Hello Everyone,
I have a question regarding for loops. I have a for loop that I would like to iterate through directories, subdirectories, and files looking for .*gz file extensions and then unpacking them to a list which I would later like to turn into a Pandas dataframe.
I'm using this loop:
pdFrame = []
for dir, subdir, files in os.walk(path):
for file in files:
if glob2.fnmatch.fnmatch(file, '*tar.gz'):
columns = ['Gene_ID', file[:file.find('.')]]
df = pd.read_csv(os.path.join(dir, file), compression='gzip', sep='\t', names=columns, header=None)
df = df.set_index('Gene_ID')
for name, value in df.items():
pdFrame.append(value)
data_frame = pd.concat(pdFrame, axis=1, ignore_index=False)
data_frame.to_csv('final_samples.csv', header=True)
After running the above-mentioned code, I get the following error message:
"NameError Traceback (most recent call last)
<ipython-input-5-40ae48c7e923> in <module>()
10 pdFrame.append(value)
11 data_frame = pd.concat(pdFrame, axis=1, ignore_index=False)
---> 12 data_frame.to_csv('final_samples.csv', header=True)
13
14
NameError: name 'data_frame' is not defined"
From what I found so far, it seems like one of my variables is not being defined because my if clause is not being evaluated as true.
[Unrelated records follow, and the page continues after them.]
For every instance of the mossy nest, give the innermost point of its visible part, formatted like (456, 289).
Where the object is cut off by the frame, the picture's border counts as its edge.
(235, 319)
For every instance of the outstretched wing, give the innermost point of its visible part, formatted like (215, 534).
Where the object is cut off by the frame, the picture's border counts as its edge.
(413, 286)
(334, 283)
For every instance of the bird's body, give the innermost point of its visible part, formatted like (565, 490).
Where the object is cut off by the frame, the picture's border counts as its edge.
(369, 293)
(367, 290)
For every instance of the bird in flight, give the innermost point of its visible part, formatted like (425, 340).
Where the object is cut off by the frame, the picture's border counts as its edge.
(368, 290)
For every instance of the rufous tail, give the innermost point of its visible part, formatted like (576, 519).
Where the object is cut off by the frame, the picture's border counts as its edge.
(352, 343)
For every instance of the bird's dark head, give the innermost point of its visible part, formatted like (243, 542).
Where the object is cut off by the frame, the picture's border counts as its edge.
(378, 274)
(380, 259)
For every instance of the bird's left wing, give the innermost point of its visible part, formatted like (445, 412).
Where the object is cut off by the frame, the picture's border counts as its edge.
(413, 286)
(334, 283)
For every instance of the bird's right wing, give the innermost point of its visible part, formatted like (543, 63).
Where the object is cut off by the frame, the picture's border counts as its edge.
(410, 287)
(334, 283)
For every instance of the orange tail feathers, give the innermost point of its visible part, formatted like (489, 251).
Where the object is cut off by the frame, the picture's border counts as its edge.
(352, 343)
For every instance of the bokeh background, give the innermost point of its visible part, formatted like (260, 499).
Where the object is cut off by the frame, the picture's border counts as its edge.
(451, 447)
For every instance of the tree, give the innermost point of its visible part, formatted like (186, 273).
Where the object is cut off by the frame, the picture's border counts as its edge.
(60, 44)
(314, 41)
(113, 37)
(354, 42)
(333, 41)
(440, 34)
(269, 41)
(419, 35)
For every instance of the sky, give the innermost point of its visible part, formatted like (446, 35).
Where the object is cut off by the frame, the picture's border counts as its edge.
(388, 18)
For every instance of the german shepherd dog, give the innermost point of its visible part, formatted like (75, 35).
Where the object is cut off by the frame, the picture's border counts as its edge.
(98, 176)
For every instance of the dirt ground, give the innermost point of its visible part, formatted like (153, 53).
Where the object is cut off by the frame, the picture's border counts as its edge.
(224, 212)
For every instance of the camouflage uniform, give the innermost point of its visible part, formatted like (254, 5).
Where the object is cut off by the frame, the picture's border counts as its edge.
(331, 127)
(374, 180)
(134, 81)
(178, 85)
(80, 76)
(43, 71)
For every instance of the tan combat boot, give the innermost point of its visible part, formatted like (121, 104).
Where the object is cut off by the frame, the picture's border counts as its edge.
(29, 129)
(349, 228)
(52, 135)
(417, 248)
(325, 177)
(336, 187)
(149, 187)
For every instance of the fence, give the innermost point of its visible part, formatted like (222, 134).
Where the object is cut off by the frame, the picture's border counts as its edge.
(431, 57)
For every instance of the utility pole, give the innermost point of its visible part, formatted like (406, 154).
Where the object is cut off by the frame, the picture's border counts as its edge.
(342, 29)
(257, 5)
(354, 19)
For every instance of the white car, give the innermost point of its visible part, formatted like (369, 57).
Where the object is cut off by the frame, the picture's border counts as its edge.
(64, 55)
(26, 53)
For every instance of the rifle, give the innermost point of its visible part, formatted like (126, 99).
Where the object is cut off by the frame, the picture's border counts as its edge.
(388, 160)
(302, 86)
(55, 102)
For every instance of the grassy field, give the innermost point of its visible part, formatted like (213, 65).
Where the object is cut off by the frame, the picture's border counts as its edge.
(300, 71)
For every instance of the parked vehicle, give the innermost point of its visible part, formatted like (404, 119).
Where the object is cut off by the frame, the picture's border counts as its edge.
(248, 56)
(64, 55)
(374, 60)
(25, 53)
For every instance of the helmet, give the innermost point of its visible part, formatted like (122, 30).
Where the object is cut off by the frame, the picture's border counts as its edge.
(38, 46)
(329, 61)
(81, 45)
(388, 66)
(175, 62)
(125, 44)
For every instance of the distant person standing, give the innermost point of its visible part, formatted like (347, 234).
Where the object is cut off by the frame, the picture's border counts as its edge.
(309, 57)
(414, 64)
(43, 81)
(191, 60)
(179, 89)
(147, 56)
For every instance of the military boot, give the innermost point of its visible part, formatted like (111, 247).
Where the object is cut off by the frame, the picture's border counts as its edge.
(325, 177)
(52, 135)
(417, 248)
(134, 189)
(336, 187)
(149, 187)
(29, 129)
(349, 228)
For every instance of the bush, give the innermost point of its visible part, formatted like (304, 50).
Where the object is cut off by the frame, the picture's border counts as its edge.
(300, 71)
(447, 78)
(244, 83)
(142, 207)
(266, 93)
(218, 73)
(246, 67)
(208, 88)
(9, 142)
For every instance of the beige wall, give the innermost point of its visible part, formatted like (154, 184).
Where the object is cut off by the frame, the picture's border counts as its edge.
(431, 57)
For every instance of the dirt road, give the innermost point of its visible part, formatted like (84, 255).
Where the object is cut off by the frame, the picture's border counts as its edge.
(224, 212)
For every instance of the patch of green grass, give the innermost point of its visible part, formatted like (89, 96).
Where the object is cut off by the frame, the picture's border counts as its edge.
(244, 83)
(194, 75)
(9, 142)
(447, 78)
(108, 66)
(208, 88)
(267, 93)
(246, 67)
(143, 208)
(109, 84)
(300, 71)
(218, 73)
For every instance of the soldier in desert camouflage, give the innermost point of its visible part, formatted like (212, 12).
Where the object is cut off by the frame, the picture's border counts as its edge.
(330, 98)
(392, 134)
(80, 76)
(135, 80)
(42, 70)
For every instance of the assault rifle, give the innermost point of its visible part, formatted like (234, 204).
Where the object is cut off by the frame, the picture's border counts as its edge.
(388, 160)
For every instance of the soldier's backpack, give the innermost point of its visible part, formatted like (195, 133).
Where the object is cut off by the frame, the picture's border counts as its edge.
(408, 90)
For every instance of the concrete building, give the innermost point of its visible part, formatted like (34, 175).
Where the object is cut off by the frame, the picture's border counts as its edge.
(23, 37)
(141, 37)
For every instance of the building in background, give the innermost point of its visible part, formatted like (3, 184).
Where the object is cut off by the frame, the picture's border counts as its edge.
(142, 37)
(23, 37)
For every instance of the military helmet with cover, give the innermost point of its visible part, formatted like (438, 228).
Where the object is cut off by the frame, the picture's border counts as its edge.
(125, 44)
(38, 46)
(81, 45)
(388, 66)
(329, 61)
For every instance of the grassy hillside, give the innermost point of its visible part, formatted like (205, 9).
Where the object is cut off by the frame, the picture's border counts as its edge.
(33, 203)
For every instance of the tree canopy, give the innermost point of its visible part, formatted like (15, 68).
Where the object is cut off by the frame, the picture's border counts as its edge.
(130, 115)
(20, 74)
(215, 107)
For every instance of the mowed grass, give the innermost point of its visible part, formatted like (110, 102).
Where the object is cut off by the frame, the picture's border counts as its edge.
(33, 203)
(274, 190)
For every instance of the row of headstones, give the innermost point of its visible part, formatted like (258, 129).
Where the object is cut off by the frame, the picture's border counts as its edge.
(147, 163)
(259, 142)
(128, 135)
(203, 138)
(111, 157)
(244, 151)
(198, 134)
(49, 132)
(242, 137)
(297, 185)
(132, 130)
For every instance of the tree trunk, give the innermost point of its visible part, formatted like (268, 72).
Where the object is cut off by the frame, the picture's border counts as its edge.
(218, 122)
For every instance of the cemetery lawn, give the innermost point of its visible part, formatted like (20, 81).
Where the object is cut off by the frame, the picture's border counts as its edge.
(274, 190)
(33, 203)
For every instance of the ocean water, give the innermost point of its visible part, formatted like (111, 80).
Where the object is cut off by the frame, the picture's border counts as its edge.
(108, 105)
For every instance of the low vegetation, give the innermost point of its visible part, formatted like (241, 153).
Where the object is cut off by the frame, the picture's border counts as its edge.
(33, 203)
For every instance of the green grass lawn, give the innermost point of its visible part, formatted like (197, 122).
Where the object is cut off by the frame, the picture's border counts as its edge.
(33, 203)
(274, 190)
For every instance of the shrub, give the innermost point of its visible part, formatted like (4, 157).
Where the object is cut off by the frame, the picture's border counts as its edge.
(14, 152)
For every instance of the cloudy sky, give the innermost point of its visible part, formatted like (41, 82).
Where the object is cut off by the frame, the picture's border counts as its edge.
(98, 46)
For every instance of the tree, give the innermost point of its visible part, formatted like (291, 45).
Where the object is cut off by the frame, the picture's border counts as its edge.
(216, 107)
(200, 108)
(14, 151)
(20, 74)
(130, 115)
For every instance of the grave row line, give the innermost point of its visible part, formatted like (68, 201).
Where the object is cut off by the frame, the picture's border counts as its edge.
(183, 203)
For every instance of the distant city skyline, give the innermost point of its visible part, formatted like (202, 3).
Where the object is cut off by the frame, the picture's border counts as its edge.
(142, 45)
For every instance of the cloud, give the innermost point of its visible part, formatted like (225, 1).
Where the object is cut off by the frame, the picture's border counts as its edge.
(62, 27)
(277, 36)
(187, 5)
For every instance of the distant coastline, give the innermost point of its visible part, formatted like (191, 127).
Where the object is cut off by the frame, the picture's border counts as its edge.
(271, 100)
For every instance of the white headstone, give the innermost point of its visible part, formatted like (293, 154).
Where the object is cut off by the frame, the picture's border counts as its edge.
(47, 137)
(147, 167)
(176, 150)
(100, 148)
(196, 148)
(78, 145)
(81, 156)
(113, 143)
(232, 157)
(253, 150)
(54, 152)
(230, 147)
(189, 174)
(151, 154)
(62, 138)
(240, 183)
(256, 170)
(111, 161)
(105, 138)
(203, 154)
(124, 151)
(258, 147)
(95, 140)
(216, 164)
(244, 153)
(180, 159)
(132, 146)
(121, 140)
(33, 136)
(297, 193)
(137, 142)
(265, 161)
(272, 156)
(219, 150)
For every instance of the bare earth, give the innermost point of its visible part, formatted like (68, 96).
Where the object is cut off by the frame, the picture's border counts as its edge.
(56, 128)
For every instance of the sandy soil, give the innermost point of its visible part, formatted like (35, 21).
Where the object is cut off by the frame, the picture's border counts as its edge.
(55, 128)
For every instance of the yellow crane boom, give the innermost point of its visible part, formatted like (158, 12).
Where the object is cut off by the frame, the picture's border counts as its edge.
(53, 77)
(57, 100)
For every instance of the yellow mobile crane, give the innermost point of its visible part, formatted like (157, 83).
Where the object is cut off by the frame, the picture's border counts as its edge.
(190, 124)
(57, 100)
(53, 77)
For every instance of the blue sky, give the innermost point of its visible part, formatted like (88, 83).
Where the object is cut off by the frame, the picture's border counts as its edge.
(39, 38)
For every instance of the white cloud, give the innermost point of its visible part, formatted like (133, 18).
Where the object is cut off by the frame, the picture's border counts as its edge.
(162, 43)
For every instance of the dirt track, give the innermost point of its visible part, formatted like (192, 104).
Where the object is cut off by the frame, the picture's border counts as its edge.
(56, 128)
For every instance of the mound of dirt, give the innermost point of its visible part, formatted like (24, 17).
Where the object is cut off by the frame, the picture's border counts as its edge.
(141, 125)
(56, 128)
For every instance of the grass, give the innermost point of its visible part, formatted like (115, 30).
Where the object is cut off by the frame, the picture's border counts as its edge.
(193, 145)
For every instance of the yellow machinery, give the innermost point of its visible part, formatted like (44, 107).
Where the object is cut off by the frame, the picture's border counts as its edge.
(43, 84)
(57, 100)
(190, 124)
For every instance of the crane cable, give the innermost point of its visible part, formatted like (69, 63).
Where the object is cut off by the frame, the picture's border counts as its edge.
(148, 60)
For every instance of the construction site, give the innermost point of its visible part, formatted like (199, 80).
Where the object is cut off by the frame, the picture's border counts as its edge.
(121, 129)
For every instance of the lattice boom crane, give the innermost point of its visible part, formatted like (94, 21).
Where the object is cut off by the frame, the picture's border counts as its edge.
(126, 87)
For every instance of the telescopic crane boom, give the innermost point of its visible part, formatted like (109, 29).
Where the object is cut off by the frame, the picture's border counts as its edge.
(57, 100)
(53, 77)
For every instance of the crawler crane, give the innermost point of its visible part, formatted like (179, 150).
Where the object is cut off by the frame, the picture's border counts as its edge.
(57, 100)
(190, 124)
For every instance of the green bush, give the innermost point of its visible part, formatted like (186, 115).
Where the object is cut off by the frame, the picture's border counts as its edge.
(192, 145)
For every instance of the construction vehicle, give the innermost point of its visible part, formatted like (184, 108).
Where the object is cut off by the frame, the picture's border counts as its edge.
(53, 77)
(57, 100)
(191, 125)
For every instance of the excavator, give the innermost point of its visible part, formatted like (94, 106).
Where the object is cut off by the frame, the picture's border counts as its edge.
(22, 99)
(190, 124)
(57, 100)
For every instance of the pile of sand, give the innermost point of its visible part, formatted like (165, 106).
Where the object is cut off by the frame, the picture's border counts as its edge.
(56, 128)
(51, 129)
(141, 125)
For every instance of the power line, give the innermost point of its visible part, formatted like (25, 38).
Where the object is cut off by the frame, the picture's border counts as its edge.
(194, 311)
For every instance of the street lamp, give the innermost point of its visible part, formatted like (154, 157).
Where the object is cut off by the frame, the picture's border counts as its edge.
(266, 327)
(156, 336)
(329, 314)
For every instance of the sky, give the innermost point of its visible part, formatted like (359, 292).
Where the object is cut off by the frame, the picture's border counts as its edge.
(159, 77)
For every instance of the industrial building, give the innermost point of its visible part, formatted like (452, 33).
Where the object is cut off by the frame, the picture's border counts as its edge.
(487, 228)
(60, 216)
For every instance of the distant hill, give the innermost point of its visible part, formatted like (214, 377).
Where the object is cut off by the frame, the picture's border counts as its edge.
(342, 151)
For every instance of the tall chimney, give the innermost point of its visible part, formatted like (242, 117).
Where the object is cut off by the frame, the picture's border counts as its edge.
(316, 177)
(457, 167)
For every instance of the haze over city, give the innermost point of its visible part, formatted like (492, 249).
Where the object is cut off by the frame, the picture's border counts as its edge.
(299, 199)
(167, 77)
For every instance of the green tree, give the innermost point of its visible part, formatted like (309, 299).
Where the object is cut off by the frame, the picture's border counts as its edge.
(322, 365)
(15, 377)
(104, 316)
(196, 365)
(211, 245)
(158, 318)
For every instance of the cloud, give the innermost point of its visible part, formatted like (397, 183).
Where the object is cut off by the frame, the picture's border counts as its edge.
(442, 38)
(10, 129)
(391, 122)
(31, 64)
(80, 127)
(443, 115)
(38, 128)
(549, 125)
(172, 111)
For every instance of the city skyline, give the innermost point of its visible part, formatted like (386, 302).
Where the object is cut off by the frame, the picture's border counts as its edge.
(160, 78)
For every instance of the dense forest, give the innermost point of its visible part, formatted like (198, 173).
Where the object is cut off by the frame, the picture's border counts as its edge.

I have tried initializing the data_frame variable outside of the loop, however that hasn't fixed the problem. Can someone possibly help me with this?
What I have tried:
I have tried using the following loop to check if my value is not null as follows:
pdFrame = []
data_frame = None
for dir, subdir, files in os.walk(path):
for file in files:
if glob2.fnmatch.fnmatch(file, '*.gz'):
columns = ['Gene_ID', file[:file.find('.')]]
df = pd.read_csv(os.path.join(dir, file), compression='gzip', sep='\t', names=columns, header=None)
df = df.set_index('Gene_ID')
for name, value in df.items():
pdFrame.append(value)
data_frame = pd.concat(pdFrame, axis=1, ignore_index=False)
if data_frame is not None:
data_frame.to_csv('final_samples.csv', header=True)